As the form is practiced pay attention to the roundness at the joints. In performance of and holding of peng "there are no dead angles". The formation of an angle indicates a loss of peng, particularly at the elbow but also at the wrist or the knee or shoulder also. When the practice of the form includes an angle there is meaning to the angle. For instance when punching forward with the right fist the left elbow quickly moves backward in a strike. AS the student moves from punching down to the ground into the double scissor kick again there is an intentional angle made with the elbow in an elbow strike as the body moves 180 degrees from punching down to the double scissor kick.
Practice generates heat as the chi begins to flow. Therefore it is important to practice more than one form. In the first form the body starts to warm up. In the second form the practitioner can check the body for alignment, for peng, ding, for any stuck spots. In the third form the chi begins to flow once the body is aligned, peng, loose, heavy, relaxed. This is like cooking chicken. The chicken needs time to warm up before it is tender.
Practice is for health, for kung fu and for chi development and movement.
"Peng" produces protection of the self, the body, and supports chi flow. Each arm/hand controls one side of the body. When the arm/hand crosses the mid-line one loses peng, and loses control. The right arm/hand controls the right side of the body. And the left controls the left side of the body. Each hand controls its own side of the body. When the hand crosses the center line peng is lost and when there is no peng there is no protection.

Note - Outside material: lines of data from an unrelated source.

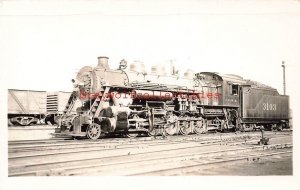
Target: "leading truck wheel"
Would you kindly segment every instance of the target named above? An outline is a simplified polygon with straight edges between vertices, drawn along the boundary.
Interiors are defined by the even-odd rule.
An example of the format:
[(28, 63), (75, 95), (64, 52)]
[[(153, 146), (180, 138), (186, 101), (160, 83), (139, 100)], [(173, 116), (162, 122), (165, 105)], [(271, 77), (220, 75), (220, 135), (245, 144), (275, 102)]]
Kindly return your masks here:
[(96, 123), (90, 124), (86, 130), (86, 134), (89, 139), (97, 140), (101, 135), (101, 126)]

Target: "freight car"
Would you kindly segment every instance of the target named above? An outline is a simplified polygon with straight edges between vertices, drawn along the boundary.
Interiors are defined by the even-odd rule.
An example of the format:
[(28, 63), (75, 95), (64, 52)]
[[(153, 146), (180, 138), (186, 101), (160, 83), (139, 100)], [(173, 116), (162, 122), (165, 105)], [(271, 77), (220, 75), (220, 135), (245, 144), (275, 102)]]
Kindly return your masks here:
[[(8, 125), (57, 124), (70, 95), (62, 91), (8, 89)], [(77, 106), (81, 106), (80, 102)]]
[[(58, 124), (60, 117), (66, 107), (71, 92), (57, 91), (47, 92), (46, 110), (47, 115), (45, 123), (49, 125)], [(80, 107), (80, 101), (76, 101), (74, 108)], [(71, 114), (75, 114), (75, 109), (71, 110)]]
[(46, 114), (46, 91), (8, 89), (8, 125), (41, 123)]
[[(213, 72), (167, 74), (153, 66), (121, 60), (110, 69), (107, 57), (77, 74), (59, 130), (73, 137), (101, 134), (187, 135), (208, 130), (236, 131), (255, 126), (288, 127), (288, 96), (237, 75)], [(71, 114), (75, 102), (82, 106)]]

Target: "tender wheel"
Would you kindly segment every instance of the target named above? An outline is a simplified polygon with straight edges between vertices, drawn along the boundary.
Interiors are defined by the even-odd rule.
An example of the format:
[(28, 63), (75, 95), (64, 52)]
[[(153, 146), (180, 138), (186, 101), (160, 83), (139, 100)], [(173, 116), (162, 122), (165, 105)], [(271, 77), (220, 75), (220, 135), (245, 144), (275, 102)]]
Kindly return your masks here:
[(87, 128), (86, 134), (89, 139), (98, 139), (101, 135), (101, 126), (96, 123), (90, 124)]
[(11, 122), (11, 119), (9, 118), (9, 119), (7, 119), (7, 124), (8, 124), (8, 126), (13, 126), (14, 124)]
[(202, 134), (206, 132), (206, 125), (204, 119), (201, 119), (196, 122), (196, 125), (194, 126), (194, 133), (196, 134)]
[(128, 138), (135, 138), (135, 137), (137, 137), (139, 135), (139, 133), (130, 133), (130, 132), (128, 132), (128, 133), (126, 133), (126, 137), (128, 137)]
[(179, 129), (179, 133), (181, 135), (188, 135), (191, 132), (191, 127), (189, 125), (189, 122), (182, 121)]
[(149, 134), (149, 136), (159, 136), (162, 133), (161, 133), (160, 129), (153, 128), (151, 131), (149, 130), (148, 134)]
[(177, 126), (175, 124), (167, 125), (165, 132), (167, 135), (176, 135), (177, 134)]

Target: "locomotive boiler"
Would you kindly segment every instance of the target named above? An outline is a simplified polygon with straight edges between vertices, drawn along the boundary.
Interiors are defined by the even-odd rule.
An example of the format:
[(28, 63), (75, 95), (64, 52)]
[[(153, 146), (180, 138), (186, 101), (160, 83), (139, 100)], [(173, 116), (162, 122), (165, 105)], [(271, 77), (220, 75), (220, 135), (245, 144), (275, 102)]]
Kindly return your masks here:
[[(247, 130), (248, 126), (287, 122), (283, 113), (267, 114), (270, 116), (267, 120), (251, 117), (250, 108), (255, 106), (255, 100), (243, 109), (247, 104), (245, 99), (252, 97), (244, 91), (254, 89), (256, 83), (239, 76), (188, 70), (181, 77), (175, 69), (166, 73), (163, 67), (156, 66), (147, 73), (142, 63), (129, 67), (121, 60), (118, 69), (111, 69), (108, 57), (99, 57), (96, 67), (83, 67), (72, 80), (74, 91), (61, 117), (60, 132), (98, 139), (105, 134), (187, 135), (208, 130)], [(281, 101), (276, 104), (277, 111), (272, 111), (288, 107), (287, 96), (275, 92), (268, 96), (274, 98), (272, 104)], [(76, 114), (71, 114), (78, 99), (82, 106), (77, 107)]]

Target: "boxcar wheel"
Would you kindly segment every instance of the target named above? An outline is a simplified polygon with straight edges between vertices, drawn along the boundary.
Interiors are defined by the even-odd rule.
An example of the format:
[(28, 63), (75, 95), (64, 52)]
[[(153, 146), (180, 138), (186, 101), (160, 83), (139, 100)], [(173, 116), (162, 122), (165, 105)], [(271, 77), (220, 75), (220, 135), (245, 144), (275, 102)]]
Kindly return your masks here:
[(89, 139), (92, 139), (92, 140), (98, 139), (101, 135), (101, 126), (96, 123), (90, 124), (87, 127), (86, 135)]

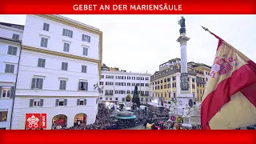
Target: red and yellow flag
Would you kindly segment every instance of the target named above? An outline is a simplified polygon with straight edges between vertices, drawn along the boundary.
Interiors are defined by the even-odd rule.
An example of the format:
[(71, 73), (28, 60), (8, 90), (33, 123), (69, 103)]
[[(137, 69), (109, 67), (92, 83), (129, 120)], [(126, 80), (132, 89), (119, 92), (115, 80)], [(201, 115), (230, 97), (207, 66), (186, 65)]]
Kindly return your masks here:
[(202, 129), (231, 130), (254, 125), (256, 64), (210, 33), (219, 41), (202, 103)]

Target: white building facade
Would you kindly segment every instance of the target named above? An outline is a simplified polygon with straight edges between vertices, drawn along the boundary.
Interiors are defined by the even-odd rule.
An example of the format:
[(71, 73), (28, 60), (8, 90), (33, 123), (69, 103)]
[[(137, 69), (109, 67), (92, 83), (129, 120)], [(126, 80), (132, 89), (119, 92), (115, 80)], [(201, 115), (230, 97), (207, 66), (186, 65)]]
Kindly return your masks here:
[[(14, 98), (12, 130), (24, 130), (26, 114), (46, 114), (72, 126), (95, 122), (102, 33), (60, 15), (27, 15)], [(64, 122), (64, 123), (63, 123)]]
[(130, 95), (131, 102), (137, 85), (141, 102), (150, 102), (150, 75), (143, 73), (102, 70), (100, 86), (103, 86), (103, 90), (99, 99), (102, 102), (127, 102), (126, 97)]
[(23, 26), (0, 22), (0, 130), (10, 130)]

Before one starts to train with taiji one must check the mind. Let the body relax into the ground. Let the mind relax and settle. Standing quietly feet slightly together the mind and the body relax, sink, and become quiet. The body becomes loose. The eyes become still as one gazes ahead looking into the distance. The mind focuses and calms. As the mind becomes calm the focus moves inside of the mind, and inside of the body starts feeling the body's energy.
Peng, roundness, is present in the body. Looseness prevails. Chi can channel through this loose, rounded, relaxed body. One becomes more confident "like a hero". With this feeling the inside health becomes better.
When one is loose one becomes heavy. When a person is tight the person cannot get heavy and sill stay light.
When Chi Xi, the very beginning of the form, is correct the whole form will be completed better.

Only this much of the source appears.